Advice for the Young Writer by Alex Keegan

Here's an excerpt from an interesting article from the Internet Writing Journal. Please read every word and take seriously. That's if you are really serious about your craft. I love IWJ, you should go there for more on writing; even add it to your list of fave websites. 

Advice for the Young Writer by Alex Keegan
Becoming a good writer of fiction takes a mass of work. You have to read and read and read: the good, the bad, the ugly and the eye-bleeding atrocious, then some more of the OK, and some more of the good, some more of the very good, the classics, the stuff you don't get first pass, (so read it again) and then you can go back and you'll see that the OK is pretty bad too.

Foothills of Mt. Everest
It takes a minimum of three years' full time study, or 7-10 years of part-time study to get a university degree. Becoming a writer is harder! I think it was Ray Bradbury who said we need to write at least a million words just to make it to the foothills. Seems like a lot? Not really. 3,000 words a day for a year or 1,000 words a day for three years and you're home free. What d'you mean it sounds tough? It IS tough!

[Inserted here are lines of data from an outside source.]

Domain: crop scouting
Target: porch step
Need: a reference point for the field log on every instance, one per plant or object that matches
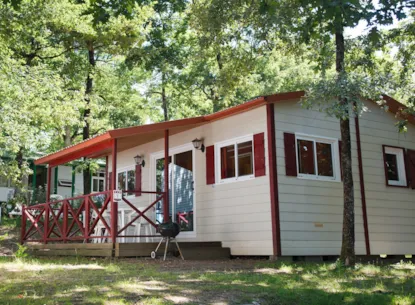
(190, 250)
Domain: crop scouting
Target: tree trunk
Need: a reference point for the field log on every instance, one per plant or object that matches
(164, 98)
(213, 94)
(67, 138)
(347, 255)
(87, 112)
(18, 189)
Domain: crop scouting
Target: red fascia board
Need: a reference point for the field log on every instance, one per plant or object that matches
(73, 149)
(396, 108)
(285, 96)
(125, 132)
(82, 152)
(259, 101)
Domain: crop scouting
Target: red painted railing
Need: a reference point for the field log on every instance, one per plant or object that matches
(84, 218)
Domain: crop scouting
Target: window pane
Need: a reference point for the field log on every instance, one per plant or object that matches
(392, 165)
(306, 157)
(94, 185)
(131, 181)
(324, 159)
(121, 181)
(101, 185)
(245, 163)
(227, 161)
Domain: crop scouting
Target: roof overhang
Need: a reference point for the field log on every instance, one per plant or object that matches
(129, 137)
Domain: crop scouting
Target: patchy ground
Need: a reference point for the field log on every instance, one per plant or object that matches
(144, 281)
(100, 281)
(9, 236)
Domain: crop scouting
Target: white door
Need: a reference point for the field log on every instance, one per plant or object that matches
(181, 186)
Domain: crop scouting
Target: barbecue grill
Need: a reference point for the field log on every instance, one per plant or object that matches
(169, 231)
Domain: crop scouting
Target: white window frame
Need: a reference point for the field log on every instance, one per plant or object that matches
(400, 160)
(218, 160)
(98, 178)
(334, 152)
(126, 170)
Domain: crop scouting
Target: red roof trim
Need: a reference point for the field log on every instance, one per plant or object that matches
(73, 149)
(125, 132)
(71, 152)
(396, 108)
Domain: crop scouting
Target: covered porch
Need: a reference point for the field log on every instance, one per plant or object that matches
(117, 221)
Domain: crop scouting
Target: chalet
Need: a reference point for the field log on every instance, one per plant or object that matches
(262, 178)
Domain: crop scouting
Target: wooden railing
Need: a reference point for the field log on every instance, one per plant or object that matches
(85, 218)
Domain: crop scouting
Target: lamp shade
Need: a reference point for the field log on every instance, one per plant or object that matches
(197, 144)
(138, 160)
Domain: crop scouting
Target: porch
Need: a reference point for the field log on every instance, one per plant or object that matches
(119, 221)
(93, 225)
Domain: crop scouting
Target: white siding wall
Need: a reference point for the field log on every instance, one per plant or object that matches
(238, 214)
(391, 210)
(311, 212)
(65, 173)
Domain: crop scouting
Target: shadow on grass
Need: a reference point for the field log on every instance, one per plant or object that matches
(82, 281)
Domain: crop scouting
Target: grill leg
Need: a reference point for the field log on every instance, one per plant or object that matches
(178, 248)
(159, 244)
(167, 245)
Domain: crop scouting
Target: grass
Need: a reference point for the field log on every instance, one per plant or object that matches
(100, 281)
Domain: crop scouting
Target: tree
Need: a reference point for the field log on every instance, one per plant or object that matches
(101, 32)
(302, 22)
(32, 94)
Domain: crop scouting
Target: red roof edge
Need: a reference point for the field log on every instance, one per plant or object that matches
(90, 144)
(397, 108)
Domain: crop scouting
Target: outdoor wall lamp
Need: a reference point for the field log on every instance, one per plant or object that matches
(198, 144)
(139, 160)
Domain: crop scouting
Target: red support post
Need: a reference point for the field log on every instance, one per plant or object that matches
(87, 219)
(65, 221)
(23, 225)
(48, 184)
(114, 220)
(46, 224)
(107, 187)
(114, 166)
(166, 215)
(114, 204)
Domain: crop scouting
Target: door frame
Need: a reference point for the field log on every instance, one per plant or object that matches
(172, 151)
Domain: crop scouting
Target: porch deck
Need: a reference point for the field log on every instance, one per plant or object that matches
(191, 250)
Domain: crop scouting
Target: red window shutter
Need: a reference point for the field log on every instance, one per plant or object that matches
(340, 159)
(410, 167)
(109, 181)
(259, 154)
(290, 154)
(138, 180)
(210, 165)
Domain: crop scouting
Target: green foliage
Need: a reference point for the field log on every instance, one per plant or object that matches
(21, 251)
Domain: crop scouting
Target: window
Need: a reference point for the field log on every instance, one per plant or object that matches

A writer is someone who on waking, always thinks, "Now how will I find the time today to write?" If you start writing every day and it becomes a habit, something which gets into your blood. If thirty days down the line the habit is set, then you're a writer, and you'll get there twice as fast as the six-day-a-week writer, ten times as fast as the weekdays only one. Exercise the writing muscles, exercise the soul, become pixel dependent.

Write about things that energise you, that make you buzz, get angry, get sad, emote over. Write about things with weight, meaning, a point. Don't be glib or trite, or clichéd, don't re-write Asimov or Chandler, write yourself, be brave, and while you're writing your million words, don't think you have to write LIKE anyone. You are a true original. Think originally.

And when you want me to believe you, paint me pictures, let me see the pain without having it explained. Understand what the pundits mean by show not tell, or better, understand my own term, seduction not instruction. And if you don't understand it, work until you do.

Think about language, style, flow and lyricism. There are great writers with ordinary styles and there are "stylists" who bore the pants off us. Nevertheless, mastering how words work musically and phonetically as well as semantically can give you an extra level of power and set you apart.

Learn about good dialogue, how it is NOT like real speech but artificially creates the illusion of everyday speech. Learn to hone dialogue and read great writers of dialogue -- I love Elmore Leonard for this.

I've said already, read, read, read, read, read, and we know we must write, write, write; but don't forget submissions! Submitting our work after it's had time to settle and then has been seriously reworked is one of the most overlooked essentials to becoming a writer. You write to be read. If you aren't writing to be read stop now and go do something else. To be read means getting published, and to get published you have to get rejected, and rejected and rejected, tens, hundreds even thousands of time. (Take that!)